How cross-platform networking turned mixed fleets into a single lethal force
Barak Israel | Product manager | With over 15 years of executive experience spanning defence aviation and enterprise software, Barak leads comprehensive business development for the networking solutions aimed at global defence aviation markets. He leverages a proven track record of managing high-value defence contracts and engaging with CxO-level stakeholders to drive international adoption of state-of-the-art aviation networking capabilities.
The deep-strike operations against hardened military and nuclear infrastructure during the past two years demanded capabilities no single aircraft type could deliver alone: stealth penetration, electronic warfare suppression, heavy precision strike, and persistent surveillance, executed simultaneously across thousands of kilometers of contested airspace. Success required fifth-generation and fourth-generation aircraft operating not in parallel, but as one coordinated force.
The challenge is well known. Fifth-generation fighters carry exceptional sensors and survivability, but their native data links communicate primarily within homogeneous formations. Legacy aircraft bring substantial weapon loads and proven combat systems, yet cannot natively exchange data with newer platforms in real time.

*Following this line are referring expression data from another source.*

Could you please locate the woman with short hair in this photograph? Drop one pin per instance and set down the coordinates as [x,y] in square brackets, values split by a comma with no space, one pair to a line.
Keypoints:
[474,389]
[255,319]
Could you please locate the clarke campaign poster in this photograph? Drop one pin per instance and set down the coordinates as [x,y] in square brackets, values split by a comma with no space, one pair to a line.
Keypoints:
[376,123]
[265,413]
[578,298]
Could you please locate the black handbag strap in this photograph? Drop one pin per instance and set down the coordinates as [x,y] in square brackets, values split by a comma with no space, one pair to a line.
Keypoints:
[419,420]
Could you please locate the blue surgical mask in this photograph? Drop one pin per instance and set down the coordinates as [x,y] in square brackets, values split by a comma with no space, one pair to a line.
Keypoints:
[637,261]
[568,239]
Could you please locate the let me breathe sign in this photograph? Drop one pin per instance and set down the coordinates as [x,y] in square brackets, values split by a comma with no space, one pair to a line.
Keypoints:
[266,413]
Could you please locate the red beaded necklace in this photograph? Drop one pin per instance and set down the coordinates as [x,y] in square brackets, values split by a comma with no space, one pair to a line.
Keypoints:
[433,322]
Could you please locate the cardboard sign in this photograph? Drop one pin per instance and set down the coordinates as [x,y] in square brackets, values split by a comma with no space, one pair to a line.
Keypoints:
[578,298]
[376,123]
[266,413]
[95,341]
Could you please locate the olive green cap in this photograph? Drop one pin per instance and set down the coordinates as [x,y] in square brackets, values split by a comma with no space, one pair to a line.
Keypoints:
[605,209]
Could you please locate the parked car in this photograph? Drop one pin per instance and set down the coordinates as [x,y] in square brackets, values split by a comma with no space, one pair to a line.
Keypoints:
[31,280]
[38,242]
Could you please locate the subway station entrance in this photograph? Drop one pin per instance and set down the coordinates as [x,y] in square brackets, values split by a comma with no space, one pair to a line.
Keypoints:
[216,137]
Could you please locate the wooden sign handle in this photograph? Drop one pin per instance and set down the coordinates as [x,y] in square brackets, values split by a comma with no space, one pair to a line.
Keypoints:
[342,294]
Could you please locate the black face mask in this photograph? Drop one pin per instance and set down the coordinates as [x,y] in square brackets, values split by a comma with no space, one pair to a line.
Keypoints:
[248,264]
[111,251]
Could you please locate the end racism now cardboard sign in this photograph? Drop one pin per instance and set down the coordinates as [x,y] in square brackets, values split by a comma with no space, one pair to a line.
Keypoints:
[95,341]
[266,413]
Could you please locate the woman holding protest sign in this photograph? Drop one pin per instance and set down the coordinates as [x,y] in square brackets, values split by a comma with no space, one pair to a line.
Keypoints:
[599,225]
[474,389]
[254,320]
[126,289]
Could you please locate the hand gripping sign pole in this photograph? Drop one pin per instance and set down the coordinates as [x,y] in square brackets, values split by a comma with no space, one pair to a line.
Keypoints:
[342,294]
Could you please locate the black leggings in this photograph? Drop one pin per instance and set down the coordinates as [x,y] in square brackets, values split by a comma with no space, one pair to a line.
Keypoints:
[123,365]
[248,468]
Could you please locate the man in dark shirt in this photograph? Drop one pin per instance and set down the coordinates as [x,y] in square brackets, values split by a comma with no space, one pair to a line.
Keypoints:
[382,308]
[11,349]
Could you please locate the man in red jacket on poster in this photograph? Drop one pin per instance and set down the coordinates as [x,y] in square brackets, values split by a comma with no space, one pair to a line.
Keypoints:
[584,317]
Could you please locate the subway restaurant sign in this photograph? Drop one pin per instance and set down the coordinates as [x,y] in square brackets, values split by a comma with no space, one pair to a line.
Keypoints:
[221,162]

Without a bridging layer, these elements fight in silos, with gaps that adversaries can exploit.
A software-defined airborne mission network closes this gap. Operating as a non-invasive layer above each platform’s avionics, installed without modifying the core avionics block, it connects to the data bus, fuses sensor outputs with network intelligence, and delivers a unified operational picture. A fifth-generation fighter detecting a mobile missile launcher transmits precise coordinates to a fourth-generation strike aircraft in seconds, across an encrypted tactical cloud, with no voice coordination required.

This interoperability extends across domains. Naval combatants and ground command elements share the same fused picture as airborne assets. Dynamic retargeting, real-time threat updates, and automated deconfliction operate continuously.
For air forces operating mixed fleets, cross-generation networking transforms every platform into a force multiplier. Open architecture ensures the system works with any radio, any platform, and any network, scaling with the force rather than constraining it.